Andrew, you've convinced me to reverse my initial skepticism about the prolepsis of nursing before the birth narrative.  Spenser is giving us the argument of his story before then giving us the story in full.  It works--and without violating the parallel grammar.  Your readings have a way of cutting through thickets, for which I am always grateful.  

        The passage must remain a crux, of course, as Margaret, Tom, and Hannibal, have convinced me.  Spenser's discomfort with the bloody fleshliness of normal childbirth must surely overlap his discomfort with the literality of the Catholic eucharist.  If nothing else, the boar lurking beneath Venus's mons veneris as she dallies with the Father of Forms must convince us that the sacred, the profane, and the profanely sacred are never far asunder in the Faerie Queene.

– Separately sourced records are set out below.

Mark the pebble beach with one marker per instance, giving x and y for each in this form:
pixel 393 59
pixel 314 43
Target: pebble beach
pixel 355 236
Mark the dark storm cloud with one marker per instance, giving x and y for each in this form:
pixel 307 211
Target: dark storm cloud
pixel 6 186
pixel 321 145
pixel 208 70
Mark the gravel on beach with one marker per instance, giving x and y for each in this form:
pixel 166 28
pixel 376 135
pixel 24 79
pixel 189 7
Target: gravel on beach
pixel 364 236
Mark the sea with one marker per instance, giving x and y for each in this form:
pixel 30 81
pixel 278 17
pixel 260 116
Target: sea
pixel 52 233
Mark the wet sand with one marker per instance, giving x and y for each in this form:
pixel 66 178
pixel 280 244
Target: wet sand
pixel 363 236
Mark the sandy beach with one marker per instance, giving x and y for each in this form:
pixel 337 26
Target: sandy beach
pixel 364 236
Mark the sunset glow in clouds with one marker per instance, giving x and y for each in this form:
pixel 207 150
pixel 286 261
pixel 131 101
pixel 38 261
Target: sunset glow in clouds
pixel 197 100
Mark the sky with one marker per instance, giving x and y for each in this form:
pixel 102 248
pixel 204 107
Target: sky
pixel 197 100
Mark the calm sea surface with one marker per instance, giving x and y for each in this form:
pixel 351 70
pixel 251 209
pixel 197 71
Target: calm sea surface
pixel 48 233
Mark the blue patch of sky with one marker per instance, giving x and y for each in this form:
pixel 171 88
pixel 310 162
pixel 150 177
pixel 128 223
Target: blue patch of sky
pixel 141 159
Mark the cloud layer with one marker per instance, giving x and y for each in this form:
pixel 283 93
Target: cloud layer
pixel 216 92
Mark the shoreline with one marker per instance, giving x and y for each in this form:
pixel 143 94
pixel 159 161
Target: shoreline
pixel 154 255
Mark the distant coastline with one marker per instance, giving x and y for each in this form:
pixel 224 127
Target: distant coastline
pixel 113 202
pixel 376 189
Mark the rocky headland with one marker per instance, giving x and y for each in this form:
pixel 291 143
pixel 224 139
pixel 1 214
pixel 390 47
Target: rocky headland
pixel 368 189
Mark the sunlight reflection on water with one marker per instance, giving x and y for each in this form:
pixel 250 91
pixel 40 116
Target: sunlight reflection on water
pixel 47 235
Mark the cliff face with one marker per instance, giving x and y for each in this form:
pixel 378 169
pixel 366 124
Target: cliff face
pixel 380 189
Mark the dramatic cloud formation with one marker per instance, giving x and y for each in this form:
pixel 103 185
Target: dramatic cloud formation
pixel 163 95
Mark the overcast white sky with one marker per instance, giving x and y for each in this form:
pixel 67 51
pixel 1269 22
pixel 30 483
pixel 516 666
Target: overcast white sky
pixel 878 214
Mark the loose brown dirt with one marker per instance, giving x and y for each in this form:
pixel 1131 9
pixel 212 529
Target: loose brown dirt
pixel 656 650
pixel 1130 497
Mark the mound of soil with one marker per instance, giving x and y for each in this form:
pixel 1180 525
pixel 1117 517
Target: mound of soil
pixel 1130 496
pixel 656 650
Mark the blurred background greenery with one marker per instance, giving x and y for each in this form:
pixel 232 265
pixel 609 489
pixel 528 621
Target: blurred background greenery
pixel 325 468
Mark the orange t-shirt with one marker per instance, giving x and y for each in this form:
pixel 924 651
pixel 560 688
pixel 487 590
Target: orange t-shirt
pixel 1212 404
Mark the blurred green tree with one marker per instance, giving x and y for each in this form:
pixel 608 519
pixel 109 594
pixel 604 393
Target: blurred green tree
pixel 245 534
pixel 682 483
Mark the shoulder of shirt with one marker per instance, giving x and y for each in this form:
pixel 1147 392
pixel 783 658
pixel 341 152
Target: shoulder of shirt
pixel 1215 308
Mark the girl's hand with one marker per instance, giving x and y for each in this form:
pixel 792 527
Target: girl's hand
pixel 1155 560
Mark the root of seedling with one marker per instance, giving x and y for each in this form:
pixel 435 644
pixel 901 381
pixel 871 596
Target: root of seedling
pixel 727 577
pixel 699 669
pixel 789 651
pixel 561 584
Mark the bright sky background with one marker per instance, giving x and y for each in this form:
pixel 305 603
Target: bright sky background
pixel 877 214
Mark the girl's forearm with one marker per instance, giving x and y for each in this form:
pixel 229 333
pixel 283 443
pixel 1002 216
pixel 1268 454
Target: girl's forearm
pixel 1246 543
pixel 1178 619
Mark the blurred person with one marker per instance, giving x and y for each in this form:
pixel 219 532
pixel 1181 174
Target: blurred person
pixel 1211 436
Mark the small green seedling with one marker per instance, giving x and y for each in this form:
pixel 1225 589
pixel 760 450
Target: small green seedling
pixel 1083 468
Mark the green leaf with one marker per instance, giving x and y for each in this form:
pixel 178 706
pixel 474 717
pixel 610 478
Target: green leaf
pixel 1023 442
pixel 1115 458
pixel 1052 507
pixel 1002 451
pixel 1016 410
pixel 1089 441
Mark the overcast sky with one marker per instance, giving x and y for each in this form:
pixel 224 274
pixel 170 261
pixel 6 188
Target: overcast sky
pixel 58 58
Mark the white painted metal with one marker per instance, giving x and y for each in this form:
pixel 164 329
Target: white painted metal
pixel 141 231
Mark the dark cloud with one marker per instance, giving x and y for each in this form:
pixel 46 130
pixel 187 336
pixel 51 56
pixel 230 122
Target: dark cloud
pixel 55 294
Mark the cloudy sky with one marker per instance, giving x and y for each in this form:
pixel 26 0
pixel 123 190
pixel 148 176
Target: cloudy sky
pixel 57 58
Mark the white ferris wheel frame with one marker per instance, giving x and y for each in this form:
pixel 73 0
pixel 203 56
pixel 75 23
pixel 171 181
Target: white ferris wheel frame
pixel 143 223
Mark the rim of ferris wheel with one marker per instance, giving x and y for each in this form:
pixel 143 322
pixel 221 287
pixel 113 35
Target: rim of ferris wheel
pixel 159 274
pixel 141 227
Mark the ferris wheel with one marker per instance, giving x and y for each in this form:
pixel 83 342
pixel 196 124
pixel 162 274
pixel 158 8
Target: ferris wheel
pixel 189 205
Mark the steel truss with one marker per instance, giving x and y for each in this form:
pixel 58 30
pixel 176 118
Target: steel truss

        I wish I could get this entire discussion into my notes, but the notes for the Hackett edition are supposed to lie somewhere between the spareness of notes in anthologies and the extensive digests in the Longman tour-de-force.

Dot



At 02:52 PM 2/1/2006, you wrote:
(This actually makes me hesitate to agree with you about the prolepsis of nursing before the birth narrative is delivered (so to speak); it seems to me that Spenser is setting up the strangeness of their conception *and* subsequent nourishment -- i.e. by Venus and Diana -- from the first.)